Der Widerstand im Jahr 2011 im Nahen Osten und Nordafrika war sowohl friedlich, als auch eine selbst organisierte Demonstration von unten gegen Diktatoren und für Gleichheit und Freiheit. Die zweite Phase hat mit der gewaltsamen Unterdrückung der Bevölkerung durch den Staat angefangen. In der dritten Phase wurde ein Teil der Bevölkerung, der auf der Seite der Nato war von westlichen Ländern bewaffnet. Als die Bevölkerung in den verschiedenen Ländern nicht in der Lage war, die Regierungen abzuschaffen oder eine Revolution zu machen, hat ein militärischer Besatzungskrieg der Nato gegen die Regierungen in vielen Ländern wie Syrien, Libyen usw. begonnen. Damit wurden hunderttausende Menschen getötet. Die Überlebenden und die Unbewaffneten haben das Land verlassen.

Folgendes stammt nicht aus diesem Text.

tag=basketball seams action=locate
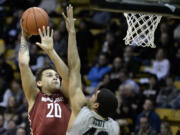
[21,7,49,35]
[32,8,38,33]
[37,8,49,25]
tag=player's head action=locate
[36,66,61,93]
[90,88,118,118]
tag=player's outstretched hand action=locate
[36,26,53,53]
[62,5,76,32]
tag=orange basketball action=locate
[21,7,49,35]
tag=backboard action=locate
[90,0,180,18]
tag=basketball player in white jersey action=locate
[63,5,119,135]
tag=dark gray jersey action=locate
[66,106,119,135]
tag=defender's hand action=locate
[62,5,76,32]
[36,26,54,53]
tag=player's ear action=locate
[92,102,99,109]
[37,81,42,87]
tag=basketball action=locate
[21,7,49,35]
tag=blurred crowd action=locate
[0,0,180,135]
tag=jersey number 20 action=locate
[46,103,61,118]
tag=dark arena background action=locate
[0,0,180,135]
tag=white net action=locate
[124,13,162,48]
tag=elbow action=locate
[18,61,29,68]
[69,59,81,71]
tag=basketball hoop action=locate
[124,13,162,48]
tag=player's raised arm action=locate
[36,26,69,98]
[18,28,38,111]
[63,5,86,117]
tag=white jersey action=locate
[66,106,119,135]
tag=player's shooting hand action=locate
[36,26,54,53]
[62,5,76,32]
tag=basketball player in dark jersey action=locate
[63,5,119,135]
[18,22,71,135]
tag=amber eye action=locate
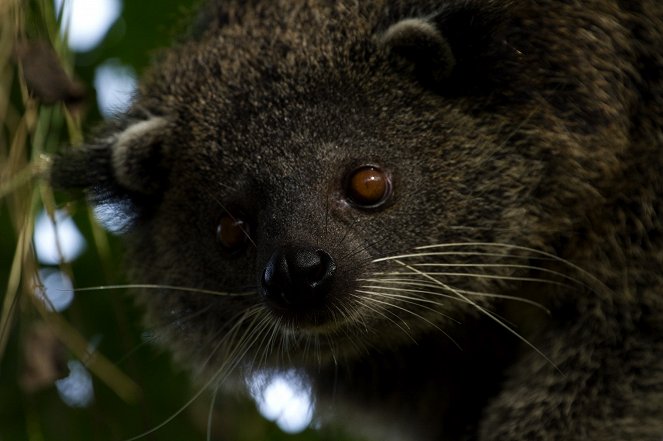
[346,165,391,208]
[216,214,249,253]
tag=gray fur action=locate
[53,0,663,441]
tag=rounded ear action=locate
[50,117,168,200]
[111,117,168,195]
[379,18,456,83]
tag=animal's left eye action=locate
[345,165,391,208]
[216,214,249,254]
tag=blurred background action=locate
[0,0,360,441]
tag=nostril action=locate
[262,247,336,307]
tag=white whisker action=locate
[73,283,255,297]
[395,260,563,375]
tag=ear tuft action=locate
[50,117,168,203]
[111,117,168,195]
[380,18,456,83]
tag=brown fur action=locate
[53,0,663,441]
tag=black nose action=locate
[262,247,336,308]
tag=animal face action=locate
[54,1,627,378]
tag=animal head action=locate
[52,0,633,370]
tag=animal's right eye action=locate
[345,165,391,208]
[216,214,249,254]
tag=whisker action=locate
[412,263,589,288]
[73,283,255,297]
[396,260,564,375]
[357,279,551,315]
[357,290,462,350]
[120,308,266,441]
[415,242,612,293]
[372,270,570,288]
[356,286,466,324]
[350,294,417,343]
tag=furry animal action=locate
[51,0,663,441]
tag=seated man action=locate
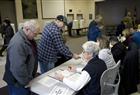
[56,41,107,95]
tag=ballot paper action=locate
[38,76,59,87]
[68,73,80,82]
[49,85,69,95]
[49,69,74,78]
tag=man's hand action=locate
[73,53,80,59]
[68,65,76,72]
[55,72,64,81]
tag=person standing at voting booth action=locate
[0,18,14,56]
[38,15,79,73]
[3,20,40,95]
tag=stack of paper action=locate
[49,69,74,78]
[38,76,59,87]
[49,85,69,95]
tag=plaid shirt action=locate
[38,22,72,63]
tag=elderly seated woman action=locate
[56,41,107,95]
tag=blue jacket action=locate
[76,56,107,95]
[87,21,101,42]
[3,29,37,86]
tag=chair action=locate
[100,61,120,95]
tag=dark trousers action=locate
[8,85,31,95]
[0,45,7,55]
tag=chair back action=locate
[100,60,120,95]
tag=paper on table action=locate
[49,85,69,95]
[68,73,80,82]
[38,76,59,87]
[49,69,74,78]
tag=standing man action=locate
[87,15,103,42]
[3,20,40,95]
[0,18,14,57]
[38,15,79,73]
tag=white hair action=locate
[82,41,99,54]
[23,20,39,32]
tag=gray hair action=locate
[82,41,99,54]
[23,20,39,32]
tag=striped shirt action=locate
[38,22,72,63]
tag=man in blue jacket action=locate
[3,20,39,95]
[87,15,102,42]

Es ist ziemlich klar, dass alle Kriege sowohl aus wirtschaftlichen, als auch politischen (hegemonialen) Interessen geführt werden, und die westlichen Regierungen können in Kriegszeiten über die Waffenproduktion ihre wirtschaftliche Krisen vermeiden, aber sie müssen auch wissen, dass der Krieg selbst die Krisen reproduziert und nicht für immer eine „gute“ Lösung sein kann.

Die Flucht oder „Flüchtlingsprobleme“ waren in den letzten Jahren meistens das Produkt des Krieges.

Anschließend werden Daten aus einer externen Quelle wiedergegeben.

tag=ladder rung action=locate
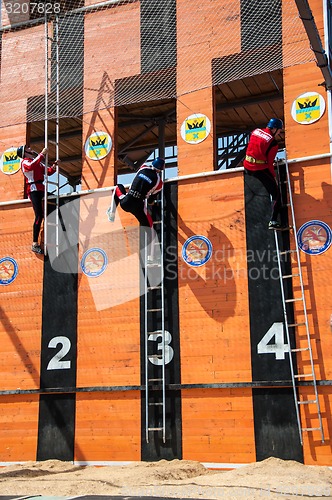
[291,347,309,352]
[297,399,317,405]
[301,427,322,431]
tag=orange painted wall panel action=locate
[182,389,256,463]
[178,173,251,383]
[0,202,43,390]
[75,391,141,461]
[77,192,140,386]
[0,394,39,462]
[82,108,116,190]
[291,159,332,380]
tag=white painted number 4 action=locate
[257,323,289,359]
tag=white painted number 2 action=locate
[148,330,174,365]
[47,337,71,370]
[257,323,289,359]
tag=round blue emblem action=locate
[182,236,212,267]
[0,257,18,285]
[297,220,332,255]
[81,248,108,278]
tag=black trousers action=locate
[29,191,44,242]
[114,184,155,256]
[245,168,281,220]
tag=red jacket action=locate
[21,153,54,196]
[243,128,278,177]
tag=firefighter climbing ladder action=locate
[44,10,60,256]
[144,186,166,443]
[274,160,324,444]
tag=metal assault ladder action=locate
[44,13,60,257]
[144,183,166,443]
[274,160,324,445]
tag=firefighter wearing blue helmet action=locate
[243,118,284,230]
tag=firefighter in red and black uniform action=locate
[243,118,283,229]
[17,146,56,254]
[108,157,165,260]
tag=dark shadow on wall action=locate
[0,306,39,388]
[82,71,117,189]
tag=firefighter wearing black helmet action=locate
[243,118,283,230]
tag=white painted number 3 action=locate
[148,330,174,365]
[47,337,71,370]
[257,323,289,359]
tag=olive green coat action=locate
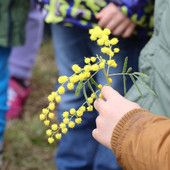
[127,0,170,117]
[0,0,30,47]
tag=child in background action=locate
[37,0,153,170]
[93,0,170,170]
[0,0,30,164]
[6,4,44,119]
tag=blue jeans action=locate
[0,47,11,144]
[52,24,149,170]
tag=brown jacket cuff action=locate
[111,109,148,154]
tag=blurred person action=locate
[0,0,30,164]
[6,1,44,119]
[41,0,152,170]
[93,0,170,170]
[92,86,170,170]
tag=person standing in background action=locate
[0,0,30,164]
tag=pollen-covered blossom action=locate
[39,26,120,143]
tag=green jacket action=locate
[0,0,30,47]
[127,0,170,117]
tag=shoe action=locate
[0,143,3,166]
[6,78,31,120]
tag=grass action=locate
[1,40,57,170]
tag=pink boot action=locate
[6,78,31,119]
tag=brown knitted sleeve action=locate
[111,109,170,170]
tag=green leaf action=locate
[135,76,156,96]
[87,80,98,99]
[126,67,132,73]
[133,72,149,78]
[75,81,83,96]
[90,77,100,90]
[129,74,144,97]
[83,86,91,106]
[122,57,128,73]
[123,75,126,96]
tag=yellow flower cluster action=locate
[40,26,119,143]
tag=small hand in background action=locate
[92,86,140,149]
[96,3,136,38]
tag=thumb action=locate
[92,129,98,141]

Die Gründe für Hindernisse der Integration von Flüchtlingen sind sehr vielfältig und unterschiedlich. Allerdings bin ich als Student der Soziologie, der selbst einen Flüchtlingshintergrund hat, nach Besuch eines „Sozialisationsseminar“ der Meinung, dass Ursache und Wirkung nicht verwechselt werden dürfen. Ich glaube, dass Flüchtlinge (oder die meisten Flüchtlinge) nie als diejenigen beurteilt werden dürfen, die das Wohlfahrtssystem ausnutzen wollen. Wenn die Ursachen und Wirkungen verwechselt werden, kann Integration der Flüchtlinge aus verschiedenen Gründen, die ich in dieser Hausarbeit versuche anzusprechen, scheitern.

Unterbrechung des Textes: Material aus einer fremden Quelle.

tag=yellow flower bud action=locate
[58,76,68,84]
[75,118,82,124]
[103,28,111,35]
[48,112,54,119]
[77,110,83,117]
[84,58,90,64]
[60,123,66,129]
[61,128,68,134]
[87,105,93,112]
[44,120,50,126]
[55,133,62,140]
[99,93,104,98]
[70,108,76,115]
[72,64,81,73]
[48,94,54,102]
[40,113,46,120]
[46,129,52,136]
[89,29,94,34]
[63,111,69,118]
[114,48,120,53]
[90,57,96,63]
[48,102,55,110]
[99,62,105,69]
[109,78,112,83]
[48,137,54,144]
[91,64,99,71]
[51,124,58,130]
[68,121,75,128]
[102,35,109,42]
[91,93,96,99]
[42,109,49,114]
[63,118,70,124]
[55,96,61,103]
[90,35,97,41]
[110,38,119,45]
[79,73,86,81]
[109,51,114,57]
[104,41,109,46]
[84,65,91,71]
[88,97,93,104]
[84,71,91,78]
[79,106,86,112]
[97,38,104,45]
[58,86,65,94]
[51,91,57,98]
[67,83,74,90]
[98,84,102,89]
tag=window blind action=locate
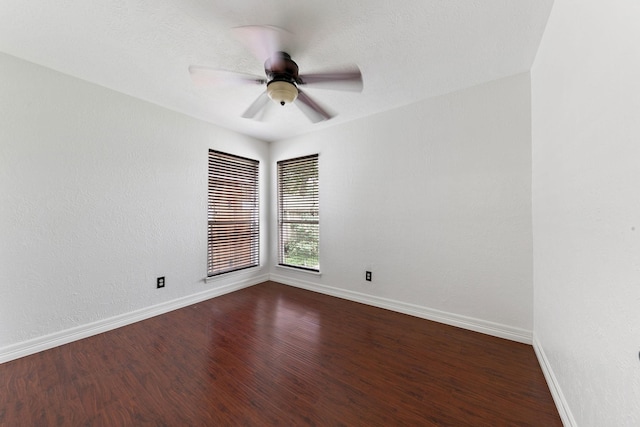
[207,150,260,276]
[278,154,320,271]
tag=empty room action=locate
[0,0,640,427]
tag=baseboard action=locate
[533,335,578,427]
[0,274,269,363]
[269,273,532,344]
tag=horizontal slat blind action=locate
[278,154,320,271]
[207,150,260,276]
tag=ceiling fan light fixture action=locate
[267,80,298,105]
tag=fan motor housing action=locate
[264,52,299,84]
[264,52,300,105]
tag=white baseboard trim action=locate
[533,335,578,427]
[0,274,269,363]
[269,273,533,344]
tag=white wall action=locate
[271,74,533,342]
[0,54,269,361]
[532,0,640,427]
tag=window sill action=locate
[276,264,322,276]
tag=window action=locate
[278,154,320,271]
[207,150,260,276]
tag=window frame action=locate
[207,149,260,278]
[276,154,320,273]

Wir sollten nach den Ursachen der Flucht als einem Weg für das Überleben von vielen Menschen und vielleicht letzte Möglichkeit sehen und solidarisch und human mit Flüchtlingen umgehen. Die Flucht ist für die meisten Flüchtlinge notwendig, weil sie, wenn sie nicht fliehen können, sterben müssen oder Opfer des Krieges und/oder der Diktatoren werden.